Project SAMI - STEAM Cover Photo


Salamanca, NY. —Faculty and administrators at Salamanca High School are busy preparing for a NEW virtual STEM academy, anticipated to launch during the 2021-2022 school year. 

Locally, corporate farming, utility work, and advanced manufacturing make up some of the high-impact employers in our region," said Salamanca's STEAM Coordinator, Aaron Straus. "This highlights a significant skills gap that must be addressed to meet expected industry demand.”

Beginning in the fall, students will have the opportunity to enroll in "Project SAMI," a comprehensive distance-learning STEM program where students may study one of eight "high-impact, college majors" in drone inspections, engineering technology & cybersecurity.  The new distance learning initiative is designed to bridge the gap between K-12 education, college coursework, and job readiness so that students can be more prepared to enter jobs once finished with high school. 

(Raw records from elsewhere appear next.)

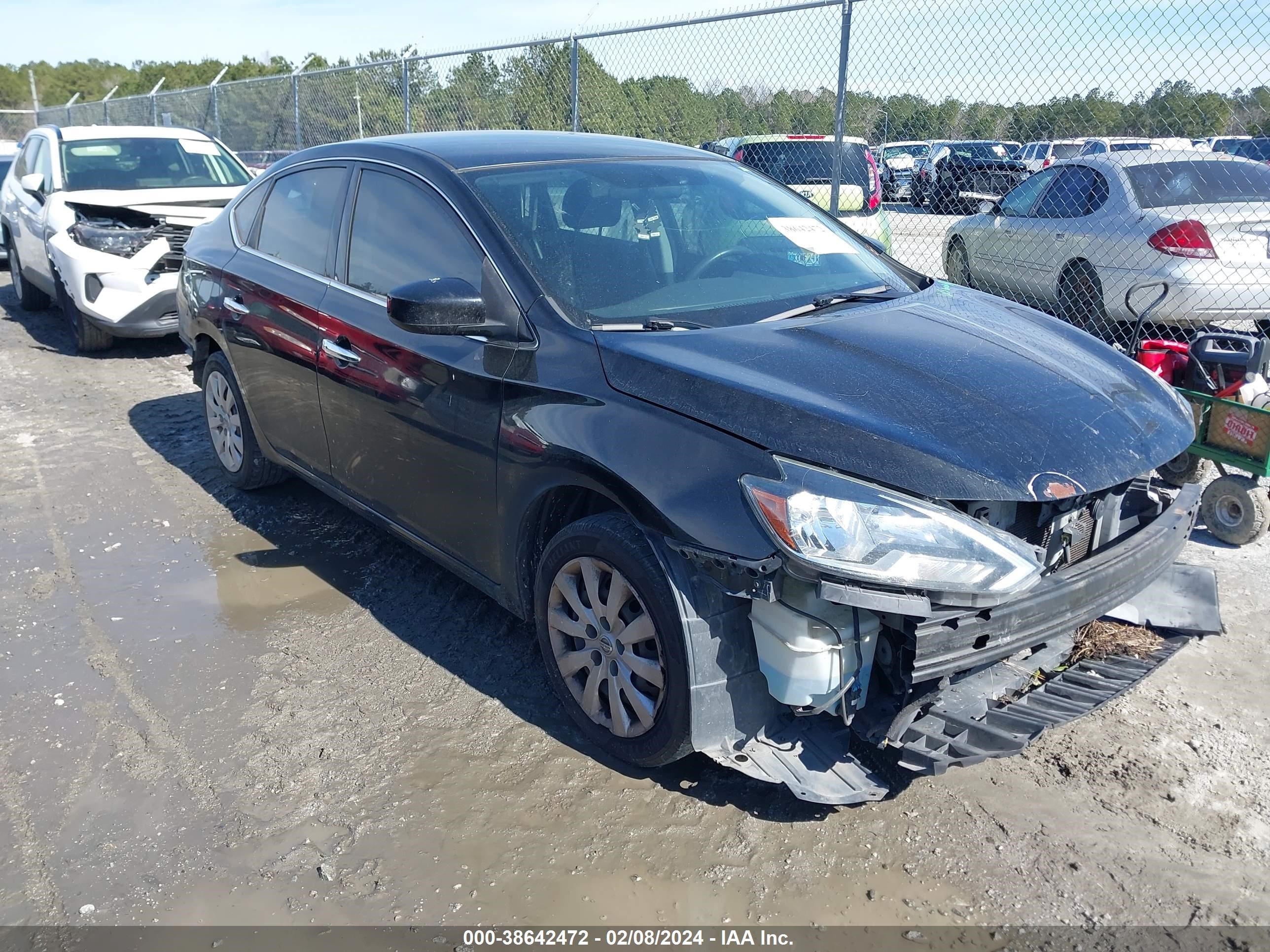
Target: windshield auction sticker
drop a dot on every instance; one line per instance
(813, 235)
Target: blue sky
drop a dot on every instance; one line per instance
(993, 50)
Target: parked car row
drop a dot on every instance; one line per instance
(1077, 237)
(677, 415)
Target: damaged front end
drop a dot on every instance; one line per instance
(939, 631)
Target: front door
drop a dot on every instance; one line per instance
(995, 259)
(272, 310)
(412, 419)
(30, 225)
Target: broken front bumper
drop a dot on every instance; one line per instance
(975, 687)
(957, 640)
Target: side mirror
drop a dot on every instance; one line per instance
(441, 306)
(32, 182)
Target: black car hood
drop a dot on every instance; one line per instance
(948, 393)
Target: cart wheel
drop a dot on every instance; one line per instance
(1236, 510)
(1183, 469)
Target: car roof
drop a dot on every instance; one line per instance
(1152, 157)
(797, 137)
(78, 134)
(482, 148)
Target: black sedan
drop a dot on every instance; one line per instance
(752, 480)
(955, 177)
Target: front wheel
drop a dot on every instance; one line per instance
(1080, 300)
(230, 431)
(1183, 469)
(1236, 510)
(612, 642)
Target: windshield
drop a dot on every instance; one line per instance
(700, 241)
(978, 150)
(1199, 182)
(148, 163)
(807, 163)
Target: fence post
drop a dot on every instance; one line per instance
(573, 83)
(216, 106)
(295, 107)
(406, 91)
(106, 107)
(154, 103)
(840, 109)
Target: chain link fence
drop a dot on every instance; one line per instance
(963, 106)
(14, 124)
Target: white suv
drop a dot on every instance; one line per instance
(96, 217)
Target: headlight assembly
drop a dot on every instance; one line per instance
(112, 239)
(876, 535)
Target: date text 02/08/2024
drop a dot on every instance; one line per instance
(625, 937)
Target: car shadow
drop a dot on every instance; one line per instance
(399, 587)
(50, 332)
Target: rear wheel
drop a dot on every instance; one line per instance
(958, 266)
(31, 298)
(612, 643)
(1080, 300)
(1183, 469)
(1236, 510)
(230, 431)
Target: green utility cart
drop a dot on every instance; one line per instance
(1236, 508)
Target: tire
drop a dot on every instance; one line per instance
(88, 337)
(1080, 300)
(1236, 510)
(229, 431)
(958, 266)
(1183, 469)
(31, 298)
(611, 545)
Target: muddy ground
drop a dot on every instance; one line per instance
(258, 709)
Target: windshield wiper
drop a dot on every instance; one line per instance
(878, 292)
(652, 325)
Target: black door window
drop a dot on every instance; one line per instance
(1077, 192)
(299, 215)
(403, 233)
(244, 212)
(1020, 200)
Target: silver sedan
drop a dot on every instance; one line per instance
(1076, 237)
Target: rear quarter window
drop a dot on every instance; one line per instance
(1165, 184)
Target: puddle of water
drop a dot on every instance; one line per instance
(258, 578)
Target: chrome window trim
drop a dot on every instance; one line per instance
(341, 285)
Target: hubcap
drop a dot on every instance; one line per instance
(606, 646)
(223, 420)
(1230, 512)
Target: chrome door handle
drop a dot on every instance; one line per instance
(341, 354)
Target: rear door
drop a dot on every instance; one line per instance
(272, 309)
(412, 419)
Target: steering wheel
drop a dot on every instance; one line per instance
(735, 252)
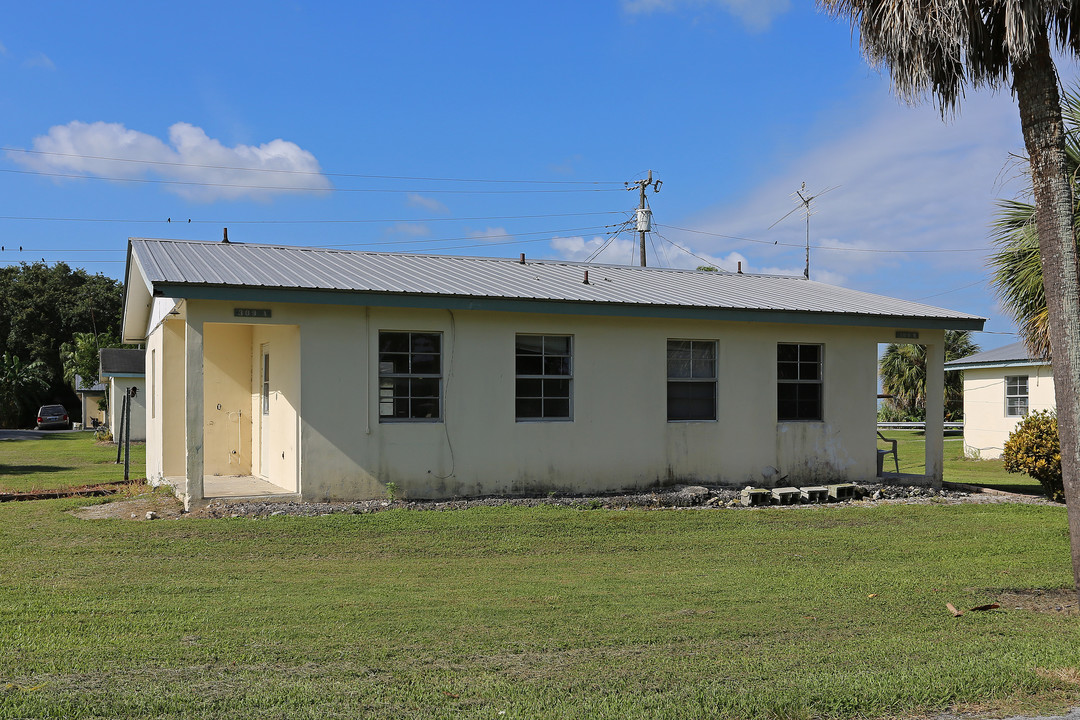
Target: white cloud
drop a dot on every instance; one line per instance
(567, 166)
(216, 171)
(415, 200)
(756, 14)
(490, 233)
(906, 181)
(409, 229)
(618, 252)
(38, 60)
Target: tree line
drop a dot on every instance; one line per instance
(53, 318)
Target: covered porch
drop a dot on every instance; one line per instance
(230, 416)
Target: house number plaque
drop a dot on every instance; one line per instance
(251, 312)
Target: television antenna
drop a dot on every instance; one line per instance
(804, 201)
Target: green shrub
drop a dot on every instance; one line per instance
(1034, 449)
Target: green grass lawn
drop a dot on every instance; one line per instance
(987, 473)
(531, 613)
(62, 460)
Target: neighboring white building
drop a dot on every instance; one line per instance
(329, 374)
(122, 370)
(89, 398)
(1000, 388)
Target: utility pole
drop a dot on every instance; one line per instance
(644, 214)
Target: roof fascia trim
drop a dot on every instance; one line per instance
(556, 307)
(980, 366)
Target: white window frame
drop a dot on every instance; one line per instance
(799, 381)
(691, 380)
(388, 378)
(543, 377)
(1013, 395)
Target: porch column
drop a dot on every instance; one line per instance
(193, 410)
(935, 409)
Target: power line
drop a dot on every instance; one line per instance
(962, 287)
(315, 221)
(822, 247)
(292, 188)
(418, 241)
(595, 254)
(301, 172)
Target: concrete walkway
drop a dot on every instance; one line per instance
(1071, 715)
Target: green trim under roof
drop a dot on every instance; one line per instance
(248, 294)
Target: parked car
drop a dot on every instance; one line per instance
(53, 417)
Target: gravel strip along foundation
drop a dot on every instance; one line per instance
(677, 498)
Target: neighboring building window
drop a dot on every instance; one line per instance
(266, 380)
(410, 376)
(798, 382)
(691, 380)
(1015, 395)
(543, 377)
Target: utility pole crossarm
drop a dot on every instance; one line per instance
(644, 221)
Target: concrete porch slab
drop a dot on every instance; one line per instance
(232, 486)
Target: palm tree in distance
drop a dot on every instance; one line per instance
(1015, 263)
(939, 49)
(903, 370)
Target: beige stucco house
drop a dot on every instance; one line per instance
(1000, 388)
(328, 374)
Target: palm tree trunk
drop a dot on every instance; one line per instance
(1035, 82)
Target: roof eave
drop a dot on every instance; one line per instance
(314, 296)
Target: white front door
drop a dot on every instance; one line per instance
(265, 416)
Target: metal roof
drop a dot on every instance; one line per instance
(1013, 354)
(170, 266)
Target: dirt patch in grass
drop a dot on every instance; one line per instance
(133, 508)
(1063, 601)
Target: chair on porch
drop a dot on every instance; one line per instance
(882, 453)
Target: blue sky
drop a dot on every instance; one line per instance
(530, 116)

"On one end, we have the trade students that receive career and technical education training through our local BOCES; on the other side of the spectrum, we have advanced STEM track students, who are taking AP and college-credit courses at Salamanca and anticipate moving on to a university program in engineering or Premedical Science.  Somewhere, mixed or between are a group of  students who may or may not go to college but need that extra-workforce training so that they may  secure a gainful career upon exit from our high school."   

Whether students choose to take advanced courses at their base school, attend BOCES or enroll in a college program, school officials say this program will advance the district's strategic plan to prioritize PK-12  Life Skills,  Responsibility, and Critical Thinking. 

"For months, before the pandemic and throughout the pandemic, our instructional work continued," said district superintendent Robert Breidenstein. "We are excited to share this project with the community and even more excited to begin the work in year two of our plan."

Currently, the district uses a WozEd as the K-12 STEM pipeline curriculum, where students engage in hands-on activities during a STEM Specials class. Students take Technology classes at the middle school level to learn more about different career paths, including Engineering, Coding, Mobile Development  & Drones.   Seventh and Eighth graders have the opportunity to visit scientific research facilities or Manufacturing Facilities.  They can also attend STEM Summer School Camps to gather their career interests further.  However,  in the wake of the Pandemic, where distance learning Technology became at the forefront of educational discussion, faculty and staff looked for creative ways to continue STEM instruction through remote applications.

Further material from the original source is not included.